The haptic cues tested have been directional pulses that quickly give an intuitive sense of a left or right stimulus to the driver.
As skin stretch feedback is analog, a wide variety of other stimuli are possible.
Validation of On-Road Effectiveness of Skin Stretch Cues
On-road experiments were performed to determine the displacement and speed required to be felt in the car over road vibrations and noise. The direction identification accuracy data are given below, and show that stimuli of 2.5 mm and 4 mm/s are easily perceptible.
Subjects were able to distinguish between four different stimuli (a small and a large version of both the left and right directional pulses) reasonably well, showing that the magnitude of the stimulus is also useful information in the driving context.
The minimum threshold that could be detected in the car was found (0.26 mm for 2 mm/s pulses).

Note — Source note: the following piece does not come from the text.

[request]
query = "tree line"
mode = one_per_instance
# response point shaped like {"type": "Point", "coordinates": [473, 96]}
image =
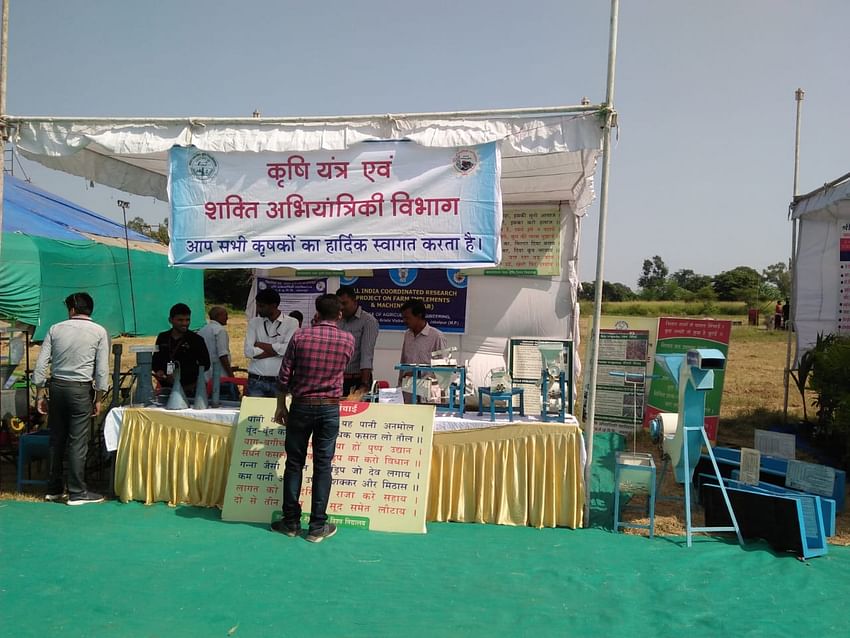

Comparing Skin Stretch and Audio Cues with Driver Distraction
Skin stretch navigation cues were compared to audio while the driver was distracted by a secondary task (auditory N-back) simulating the cognitive and auditory loads of a phone call in an on-road experiment. Skin stretch was found to produce higher turn accuracy as well as be less distracting (better performance in N-back task).
Ploch, C.J., Bae, J.H., Ploch, C.C., Ju, W., Cutkosky, M.R., "Comparing Haptic and Audio Navigation Cues on the Road for Distracted Drivers with a Skin Stretch Steering Wheel," In proceedings of the 2017 IEEE World Haptics Conference (WHC 2017). Best Poster Paper Finalist, Best Poster Presentation Finalist. (preprint).
Ploch, C.J., Bae, J.H., Ju, W., Cutkosky, M.R., "Haptic Skin Stretch on a Steering Wheel for Displaying Preview Information in Autonomous Cars,", In Proc. IEEE/RSJ International Conference on Intelligent Robots and Systems, Daejeon, Korea, Oct 9-14, 2016. Highlight Presentation.